Got a kick out of that.

------
ransford
Related in name/title only, but just seeing the word gave me a happy memory of
my favorite web grimoire to date:
[http://grimoire.computer/](http://grimoire.computer/)
([https://github.com/lifewinning/grimoire.computer](https://github.com/lifewinning/grimoire.computer))

------
equalunique
I've dreamed about having a portable "cyberdeck" similar to this. With
computers as small as a Pi Zero and hi-res screens as small as on iPad (ha!),
the reality is closer than ever. I definitely plan on creating one after I go
over one hurdle: the input device.

Before you read what I have to say next: Yes, I know I could simply get a
ThinkPad with an integrated TrackPoint keyboard. I like those a lot and they
solve the problem, but I believe a more functional solution is possible.

My goal is to create a custom input device that includes both a joystick mouse
and programmable firmware via QMK. While a handy ThinkPad keyboard has several
dozens of individual keys, I have found that things like dedicated arrow keys
and F-row keys are unnecessary when QMK keymaps give me "layers" to shuffle
around custom layouts.

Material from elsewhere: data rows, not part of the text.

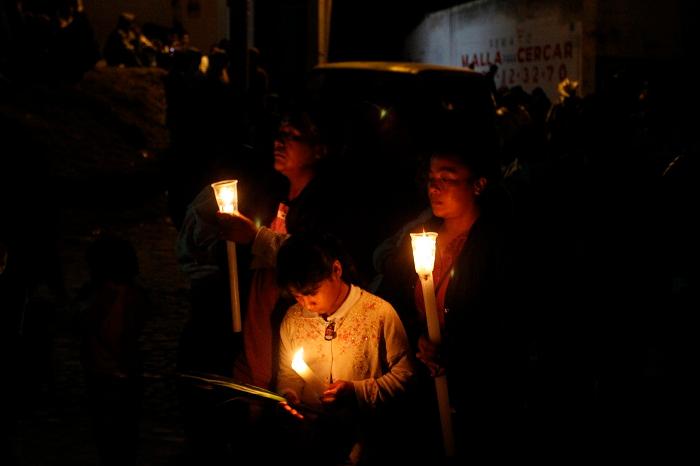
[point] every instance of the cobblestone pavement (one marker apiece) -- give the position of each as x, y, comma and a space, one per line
54, 428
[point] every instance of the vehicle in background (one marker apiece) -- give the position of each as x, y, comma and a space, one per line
380, 119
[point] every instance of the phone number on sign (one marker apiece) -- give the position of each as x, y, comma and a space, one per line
533, 74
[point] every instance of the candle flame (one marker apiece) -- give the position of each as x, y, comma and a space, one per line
226, 193
298, 363
423, 245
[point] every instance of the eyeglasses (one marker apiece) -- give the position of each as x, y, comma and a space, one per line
441, 183
286, 136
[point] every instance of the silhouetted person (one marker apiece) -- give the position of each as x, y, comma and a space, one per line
115, 307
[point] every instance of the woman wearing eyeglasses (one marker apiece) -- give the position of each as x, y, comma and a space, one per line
474, 285
288, 200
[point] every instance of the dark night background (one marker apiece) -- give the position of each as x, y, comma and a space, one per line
80, 157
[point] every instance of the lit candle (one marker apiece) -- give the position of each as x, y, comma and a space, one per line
424, 245
226, 193
313, 383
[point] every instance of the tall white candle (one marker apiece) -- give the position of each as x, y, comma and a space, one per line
226, 193
424, 245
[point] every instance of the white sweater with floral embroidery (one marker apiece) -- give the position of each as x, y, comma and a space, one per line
370, 349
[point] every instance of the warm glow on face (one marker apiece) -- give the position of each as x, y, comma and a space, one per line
423, 245
226, 193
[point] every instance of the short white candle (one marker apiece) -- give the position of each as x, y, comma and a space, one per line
226, 193
312, 381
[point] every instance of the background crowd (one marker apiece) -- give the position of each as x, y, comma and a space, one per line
591, 320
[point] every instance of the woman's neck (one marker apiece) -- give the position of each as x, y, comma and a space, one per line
343, 293
455, 226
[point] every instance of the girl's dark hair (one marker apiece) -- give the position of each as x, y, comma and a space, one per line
306, 259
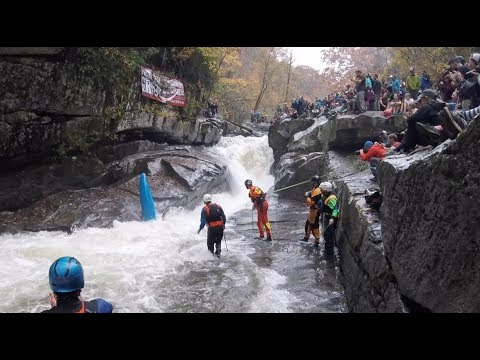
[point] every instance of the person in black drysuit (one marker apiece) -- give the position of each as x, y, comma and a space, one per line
427, 116
213, 215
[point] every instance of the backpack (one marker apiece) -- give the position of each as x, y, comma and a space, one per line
374, 200
466, 89
447, 122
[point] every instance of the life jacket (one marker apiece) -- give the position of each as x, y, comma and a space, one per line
314, 197
93, 306
256, 194
326, 209
214, 215
82, 309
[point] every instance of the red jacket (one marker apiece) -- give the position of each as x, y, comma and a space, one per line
376, 150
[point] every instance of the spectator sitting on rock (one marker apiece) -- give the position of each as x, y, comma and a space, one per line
421, 125
394, 107
413, 84
468, 115
425, 82
372, 153
394, 144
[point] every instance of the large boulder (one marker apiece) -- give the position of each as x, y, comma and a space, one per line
57, 111
177, 175
281, 132
349, 132
367, 276
294, 168
431, 223
307, 140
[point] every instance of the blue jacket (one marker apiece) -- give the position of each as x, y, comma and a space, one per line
203, 216
425, 83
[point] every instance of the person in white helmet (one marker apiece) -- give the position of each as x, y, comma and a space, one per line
213, 215
328, 206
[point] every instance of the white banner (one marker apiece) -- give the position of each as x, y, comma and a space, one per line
162, 88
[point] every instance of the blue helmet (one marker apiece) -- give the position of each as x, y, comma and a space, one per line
66, 275
368, 144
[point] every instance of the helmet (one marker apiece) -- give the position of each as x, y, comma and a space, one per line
475, 57
326, 186
368, 144
66, 275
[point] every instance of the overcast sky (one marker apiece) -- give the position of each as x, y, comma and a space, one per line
308, 56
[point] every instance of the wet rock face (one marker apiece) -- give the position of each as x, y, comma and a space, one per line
431, 224
294, 168
177, 175
48, 106
367, 278
46, 101
280, 134
346, 132
349, 132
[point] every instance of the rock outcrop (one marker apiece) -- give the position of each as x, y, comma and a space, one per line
59, 124
431, 224
348, 132
177, 175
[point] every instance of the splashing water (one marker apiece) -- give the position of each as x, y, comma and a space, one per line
156, 266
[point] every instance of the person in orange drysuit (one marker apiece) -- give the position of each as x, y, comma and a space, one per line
260, 203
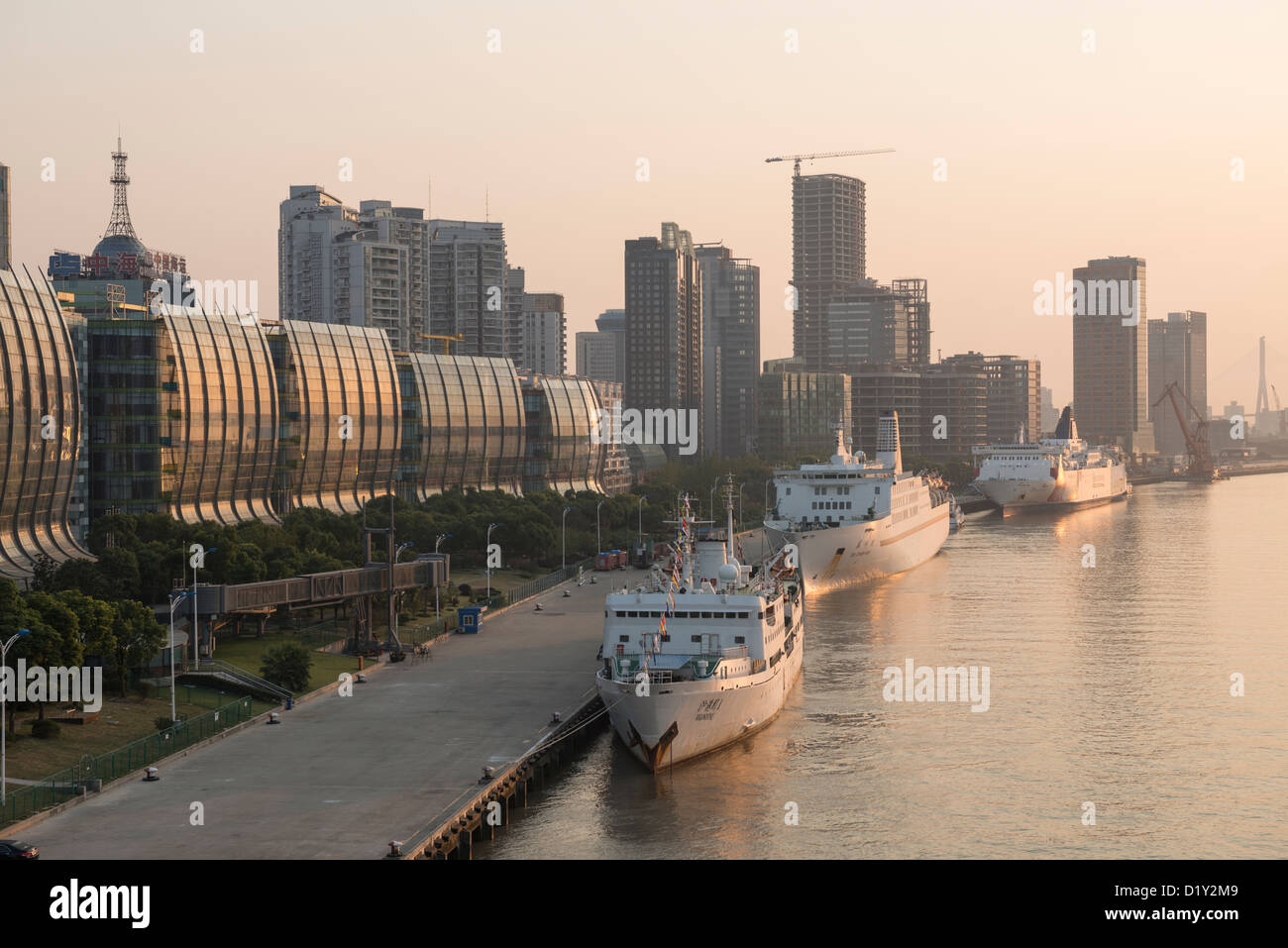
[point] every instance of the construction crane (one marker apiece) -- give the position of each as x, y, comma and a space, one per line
799, 158
1197, 445
447, 340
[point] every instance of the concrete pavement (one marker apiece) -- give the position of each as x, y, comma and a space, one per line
340, 777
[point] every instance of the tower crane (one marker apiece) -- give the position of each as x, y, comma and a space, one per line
1197, 445
799, 158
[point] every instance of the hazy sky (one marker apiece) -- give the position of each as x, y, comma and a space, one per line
1052, 155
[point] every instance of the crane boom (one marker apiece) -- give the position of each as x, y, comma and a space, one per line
799, 158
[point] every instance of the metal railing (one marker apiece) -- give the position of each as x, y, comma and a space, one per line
91, 772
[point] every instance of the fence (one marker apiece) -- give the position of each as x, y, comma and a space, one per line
69, 782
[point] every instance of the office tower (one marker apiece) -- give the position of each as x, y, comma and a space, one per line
5, 211
544, 348
730, 359
515, 278
828, 254
875, 389
953, 408
1111, 371
601, 355
1050, 414
799, 412
366, 266
1177, 352
1014, 394
468, 286
664, 327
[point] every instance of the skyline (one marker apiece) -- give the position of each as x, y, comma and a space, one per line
570, 200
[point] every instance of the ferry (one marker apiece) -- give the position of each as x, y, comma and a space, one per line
704, 652
1054, 473
851, 519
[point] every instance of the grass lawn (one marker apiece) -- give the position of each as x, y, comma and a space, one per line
248, 652
119, 723
501, 579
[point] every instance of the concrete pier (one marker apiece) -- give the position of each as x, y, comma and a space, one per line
342, 777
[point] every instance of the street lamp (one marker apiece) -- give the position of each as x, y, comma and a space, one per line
196, 635
174, 601
4, 716
439, 539
599, 544
487, 557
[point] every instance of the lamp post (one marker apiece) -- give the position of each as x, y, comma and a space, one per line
4, 716
196, 634
174, 601
439, 539
487, 557
563, 522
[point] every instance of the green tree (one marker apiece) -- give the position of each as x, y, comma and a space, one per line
288, 666
138, 636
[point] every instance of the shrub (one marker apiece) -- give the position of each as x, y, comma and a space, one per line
287, 666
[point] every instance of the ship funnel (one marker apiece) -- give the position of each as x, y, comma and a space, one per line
888, 442
1068, 428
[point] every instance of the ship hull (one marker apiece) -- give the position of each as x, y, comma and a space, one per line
866, 550
1072, 489
675, 723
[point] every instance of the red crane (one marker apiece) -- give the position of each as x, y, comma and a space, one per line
1197, 443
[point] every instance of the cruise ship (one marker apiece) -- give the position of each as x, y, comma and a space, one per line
851, 519
1054, 473
706, 652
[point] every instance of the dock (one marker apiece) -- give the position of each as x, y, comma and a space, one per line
399, 760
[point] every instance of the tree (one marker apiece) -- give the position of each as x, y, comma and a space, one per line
138, 636
287, 666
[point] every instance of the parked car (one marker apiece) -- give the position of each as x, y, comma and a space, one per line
14, 849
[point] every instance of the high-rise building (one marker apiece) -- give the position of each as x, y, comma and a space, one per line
1111, 371
1177, 352
1014, 398
828, 256
5, 211
664, 327
601, 355
953, 408
730, 359
875, 389
40, 427
468, 286
366, 266
542, 334
1050, 414
799, 411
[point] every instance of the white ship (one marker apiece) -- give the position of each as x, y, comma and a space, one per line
853, 519
704, 653
1052, 473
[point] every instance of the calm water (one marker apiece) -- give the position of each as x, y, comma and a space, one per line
1109, 685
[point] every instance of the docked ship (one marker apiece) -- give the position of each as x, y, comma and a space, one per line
704, 652
853, 519
1054, 473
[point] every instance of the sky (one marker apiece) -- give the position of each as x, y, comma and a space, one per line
1060, 132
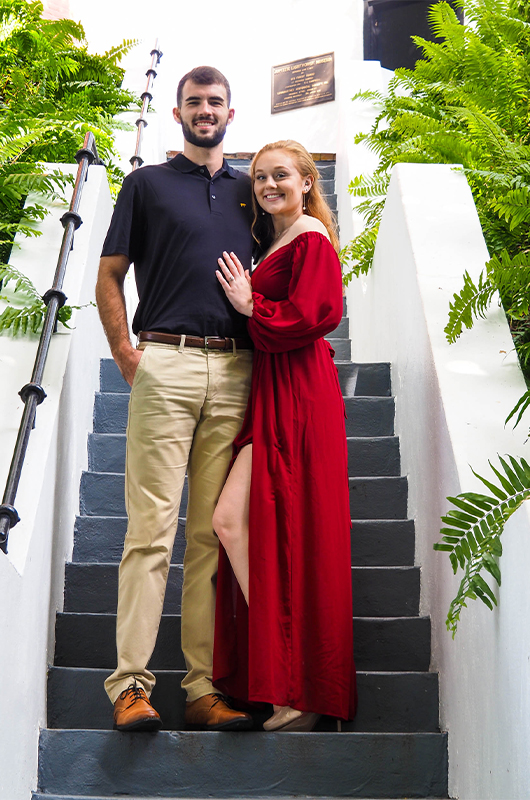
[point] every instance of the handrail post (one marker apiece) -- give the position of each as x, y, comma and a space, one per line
136, 160
32, 393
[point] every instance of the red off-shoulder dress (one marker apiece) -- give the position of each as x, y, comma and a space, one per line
293, 644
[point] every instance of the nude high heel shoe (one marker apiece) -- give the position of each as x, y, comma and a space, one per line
289, 719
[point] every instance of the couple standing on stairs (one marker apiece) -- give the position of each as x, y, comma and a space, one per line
267, 617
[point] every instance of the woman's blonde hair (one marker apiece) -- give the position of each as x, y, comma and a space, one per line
316, 206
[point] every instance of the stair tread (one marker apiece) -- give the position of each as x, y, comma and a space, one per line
266, 764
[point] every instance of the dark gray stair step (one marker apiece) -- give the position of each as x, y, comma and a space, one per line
374, 414
217, 764
388, 701
382, 644
377, 591
382, 542
368, 380
369, 416
366, 455
39, 796
327, 186
326, 170
106, 452
110, 412
342, 348
100, 539
364, 380
375, 543
378, 498
102, 494
342, 331
373, 456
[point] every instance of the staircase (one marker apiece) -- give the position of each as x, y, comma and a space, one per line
393, 748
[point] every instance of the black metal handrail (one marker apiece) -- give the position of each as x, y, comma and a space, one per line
136, 160
32, 393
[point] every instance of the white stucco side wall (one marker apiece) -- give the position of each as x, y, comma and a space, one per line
32, 574
451, 402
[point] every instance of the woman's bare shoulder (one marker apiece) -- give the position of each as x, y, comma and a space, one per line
306, 223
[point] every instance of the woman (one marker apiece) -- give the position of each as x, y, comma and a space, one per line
284, 633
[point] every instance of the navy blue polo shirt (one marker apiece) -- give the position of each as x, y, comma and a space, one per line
173, 221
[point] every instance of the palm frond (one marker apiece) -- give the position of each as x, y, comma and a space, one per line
473, 530
472, 301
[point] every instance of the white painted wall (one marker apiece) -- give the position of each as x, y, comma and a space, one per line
32, 574
451, 402
244, 44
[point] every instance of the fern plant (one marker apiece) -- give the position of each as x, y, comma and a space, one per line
29, 315
52, 91
472, 535
467, 102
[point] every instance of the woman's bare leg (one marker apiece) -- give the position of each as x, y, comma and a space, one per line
230, 519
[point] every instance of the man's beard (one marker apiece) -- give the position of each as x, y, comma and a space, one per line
200, 141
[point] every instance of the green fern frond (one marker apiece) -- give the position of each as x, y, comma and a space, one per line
23, 285
519, 408
473, 530
472, 301
369, 186
24, 320
511, 277
514, 206
358, 255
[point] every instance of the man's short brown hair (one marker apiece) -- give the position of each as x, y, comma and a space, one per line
204, 76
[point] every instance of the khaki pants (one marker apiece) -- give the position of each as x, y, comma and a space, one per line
186, 407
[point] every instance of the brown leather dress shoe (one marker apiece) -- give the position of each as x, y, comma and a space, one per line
212, 712
134, 712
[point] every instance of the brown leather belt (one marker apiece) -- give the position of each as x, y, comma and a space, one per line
207, 343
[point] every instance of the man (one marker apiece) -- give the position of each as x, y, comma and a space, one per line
190, 377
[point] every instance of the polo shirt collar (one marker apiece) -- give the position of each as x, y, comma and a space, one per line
183, 164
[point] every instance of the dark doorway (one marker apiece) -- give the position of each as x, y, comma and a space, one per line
388, 26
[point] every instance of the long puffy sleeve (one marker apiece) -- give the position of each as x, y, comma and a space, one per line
313, 306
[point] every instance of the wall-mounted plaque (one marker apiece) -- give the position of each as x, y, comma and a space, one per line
306, 82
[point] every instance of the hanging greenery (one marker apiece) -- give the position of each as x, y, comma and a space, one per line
52, 91
467, 102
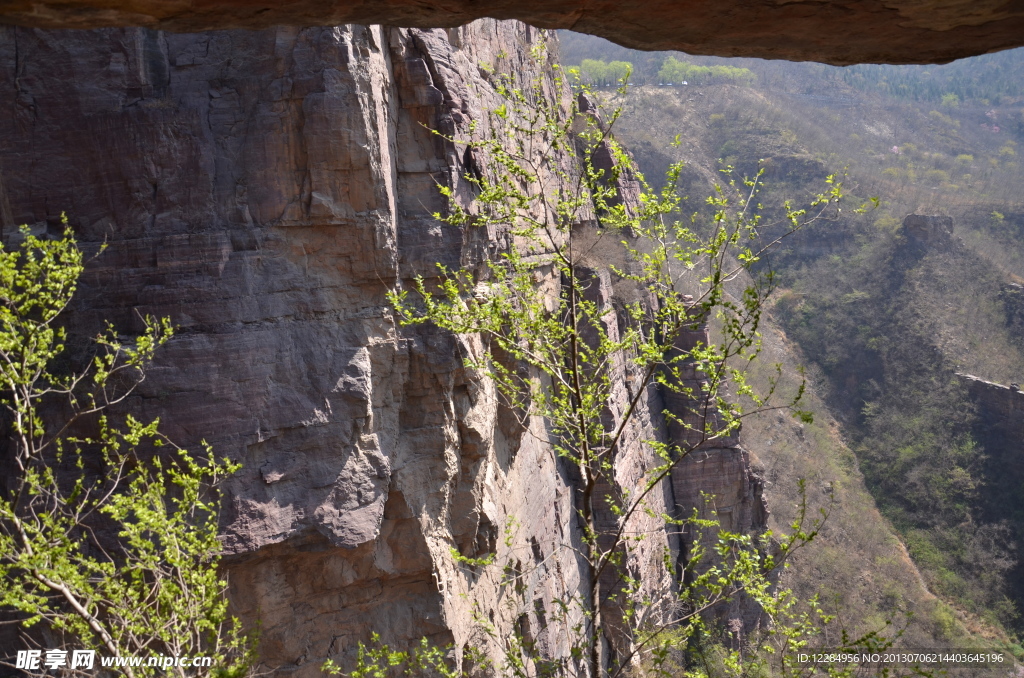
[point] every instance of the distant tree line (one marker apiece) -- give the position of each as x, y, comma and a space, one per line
598, 73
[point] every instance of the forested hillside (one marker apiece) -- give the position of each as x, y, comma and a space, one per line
883, 312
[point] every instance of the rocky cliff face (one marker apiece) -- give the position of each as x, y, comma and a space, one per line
841, 32
265, 189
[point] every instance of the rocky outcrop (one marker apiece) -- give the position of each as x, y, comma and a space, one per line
839, 32
265, 189
999, 430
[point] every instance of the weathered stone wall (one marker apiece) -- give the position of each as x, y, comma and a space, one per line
265, 189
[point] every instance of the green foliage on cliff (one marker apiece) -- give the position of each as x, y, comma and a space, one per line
676, 72
108, 531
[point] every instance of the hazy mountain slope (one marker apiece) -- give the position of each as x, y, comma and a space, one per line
883, 320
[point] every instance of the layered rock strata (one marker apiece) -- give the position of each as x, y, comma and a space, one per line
839, 32
265, 189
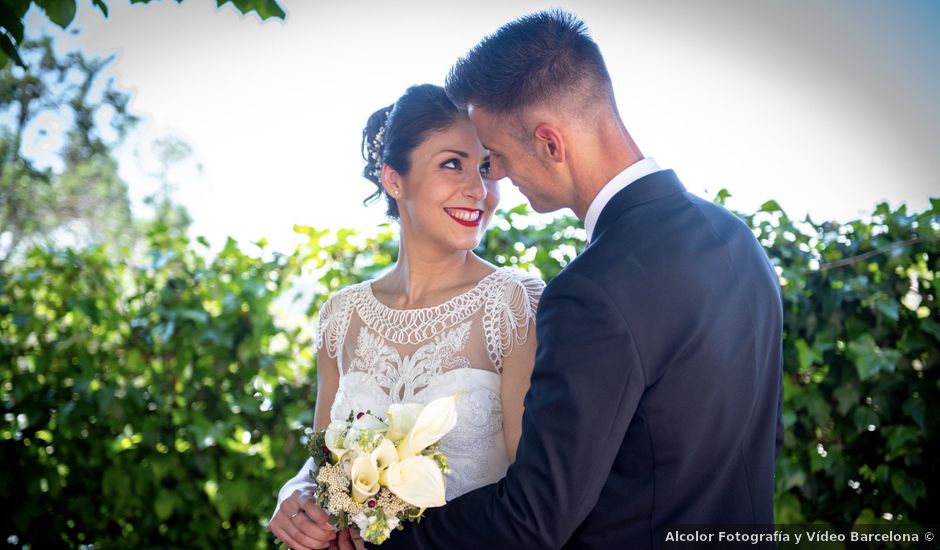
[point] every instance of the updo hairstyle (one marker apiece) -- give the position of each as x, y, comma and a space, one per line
393, 132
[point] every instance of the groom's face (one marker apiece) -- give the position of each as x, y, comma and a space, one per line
510, 158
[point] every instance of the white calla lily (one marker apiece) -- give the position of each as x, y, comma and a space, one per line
401, 418
385, 454
418, 481
334, 437
371, 423
365, 478
436, 419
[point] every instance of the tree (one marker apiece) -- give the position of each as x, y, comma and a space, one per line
83, 200
61, 12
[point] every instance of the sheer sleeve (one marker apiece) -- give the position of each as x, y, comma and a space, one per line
333, 322
510, 315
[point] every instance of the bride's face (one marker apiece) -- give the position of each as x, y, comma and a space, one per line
448, 196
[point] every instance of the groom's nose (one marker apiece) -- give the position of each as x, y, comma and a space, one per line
497, 170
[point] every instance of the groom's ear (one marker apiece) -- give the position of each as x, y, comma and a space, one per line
549, 141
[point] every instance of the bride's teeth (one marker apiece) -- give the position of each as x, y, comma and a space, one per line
464, 215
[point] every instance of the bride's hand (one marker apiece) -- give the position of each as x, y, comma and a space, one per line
350, 539
301, 525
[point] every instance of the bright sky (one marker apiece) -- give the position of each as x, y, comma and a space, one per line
827, 106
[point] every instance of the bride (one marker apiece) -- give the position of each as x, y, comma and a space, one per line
440, 321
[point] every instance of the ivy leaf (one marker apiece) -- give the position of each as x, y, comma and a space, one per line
805, 354
870, 359
864, 417
902, 436
911, 490
101, 6
931, 327
917, 410
61, 12
847, 396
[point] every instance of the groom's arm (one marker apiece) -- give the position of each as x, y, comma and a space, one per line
585, 388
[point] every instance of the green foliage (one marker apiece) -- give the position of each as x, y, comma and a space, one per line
160, 401
861, 356
62, 12
84, 200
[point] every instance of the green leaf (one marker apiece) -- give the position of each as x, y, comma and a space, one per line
101, 6
847, 396
164, 504
61, 12
805, 354
911, 490
901, 436
864, 417
869, 359
770, 207
916, 408
931, 327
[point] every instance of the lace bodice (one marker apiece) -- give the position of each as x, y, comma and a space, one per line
388, 355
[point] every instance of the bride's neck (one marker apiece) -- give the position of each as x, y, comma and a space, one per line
422, 279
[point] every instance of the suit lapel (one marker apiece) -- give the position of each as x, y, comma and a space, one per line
648, 188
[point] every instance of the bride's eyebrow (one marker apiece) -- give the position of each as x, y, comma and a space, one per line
458, 152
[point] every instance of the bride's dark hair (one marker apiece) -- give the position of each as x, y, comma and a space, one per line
393, 132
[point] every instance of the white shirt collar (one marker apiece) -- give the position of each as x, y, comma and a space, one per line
630, 174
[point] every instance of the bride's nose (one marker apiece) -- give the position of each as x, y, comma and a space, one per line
475, 188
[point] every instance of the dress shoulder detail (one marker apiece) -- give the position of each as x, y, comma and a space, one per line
510, 313
333, 319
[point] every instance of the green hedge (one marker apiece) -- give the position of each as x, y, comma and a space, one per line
156, 403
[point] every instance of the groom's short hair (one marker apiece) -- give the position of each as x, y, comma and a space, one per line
540, 58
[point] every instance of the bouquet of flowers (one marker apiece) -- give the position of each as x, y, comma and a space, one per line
375, 473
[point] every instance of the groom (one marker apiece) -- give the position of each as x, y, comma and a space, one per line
656, 394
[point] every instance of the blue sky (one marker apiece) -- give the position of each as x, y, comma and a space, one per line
827, 106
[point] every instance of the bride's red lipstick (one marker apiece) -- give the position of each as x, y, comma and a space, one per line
469, 217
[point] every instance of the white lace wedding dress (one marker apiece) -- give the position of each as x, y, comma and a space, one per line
390, 356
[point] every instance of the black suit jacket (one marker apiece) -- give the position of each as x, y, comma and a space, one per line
656, 393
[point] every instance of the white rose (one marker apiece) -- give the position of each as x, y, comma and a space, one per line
418, 481
434, 421
365, 478
401, 418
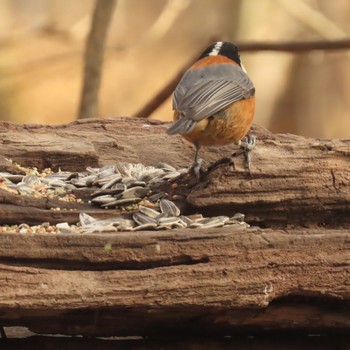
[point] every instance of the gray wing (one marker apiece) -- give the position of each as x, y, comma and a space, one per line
205, 91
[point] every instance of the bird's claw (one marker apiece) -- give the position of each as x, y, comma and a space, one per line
196, 167
246, 145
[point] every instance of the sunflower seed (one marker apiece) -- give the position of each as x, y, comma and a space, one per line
31, 180
169, 208
195, 217
155, 196
113, 180
86, 219
142, 219
104, 199
149, 212
238, 216
148, 226
136, 191
121, 202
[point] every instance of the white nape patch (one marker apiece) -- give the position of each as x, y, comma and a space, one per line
216, 49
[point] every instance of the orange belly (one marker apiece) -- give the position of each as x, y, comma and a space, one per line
225, 127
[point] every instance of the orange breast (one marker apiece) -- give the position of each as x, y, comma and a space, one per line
225, 127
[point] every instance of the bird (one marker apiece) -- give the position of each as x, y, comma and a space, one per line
214, 102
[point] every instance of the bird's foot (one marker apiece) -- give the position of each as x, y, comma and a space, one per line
246, 145
220, 162
196, 168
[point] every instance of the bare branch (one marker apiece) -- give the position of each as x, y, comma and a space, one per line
94, 58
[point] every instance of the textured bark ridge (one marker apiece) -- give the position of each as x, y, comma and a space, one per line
292, 273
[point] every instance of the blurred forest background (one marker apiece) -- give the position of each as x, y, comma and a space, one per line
42, 47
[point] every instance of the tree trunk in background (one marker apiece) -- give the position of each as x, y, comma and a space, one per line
94, 58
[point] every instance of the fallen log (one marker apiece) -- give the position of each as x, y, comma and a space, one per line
293, 180
291, 273
158, 283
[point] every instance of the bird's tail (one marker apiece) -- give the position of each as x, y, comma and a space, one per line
181, 126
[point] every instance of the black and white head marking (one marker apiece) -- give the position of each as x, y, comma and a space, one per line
223, 48
216, 49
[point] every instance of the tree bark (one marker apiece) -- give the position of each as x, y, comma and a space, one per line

A 4x12 key build (48-keys) should be both enough and
plenty when the point is to keep my fingers all on the home row anyway.

It's been done before by numerous people in custom builds - creating mine is
simply a personal rite of passage. Will submit to HN after completion.

------
Chico11Kidlet
I really like this project. I think it’s pretty FN cool. Love the leather
cover. I have some spare time, parts, old 8.9 inch acer screen just need a new
controller board. And a raspberry pi zero w. Might give something similar a
try.

------
Rebelgecko
This is really cool. I recently learned from an HN comment that you can
actually get mini laptops that are this size and even smaller, e.g. the GPD
MicroPC which is cheaper than my cell phone and only slightly larger while
having more ports than a Macbook Pro. In terms of whimsy they don't compare to
this though

------
meruru
Awesome. Now I want to make one shaped like the Cardcaptor Sakura grimoire.

You even get to upgrade it with each new Raspberry Pi generation.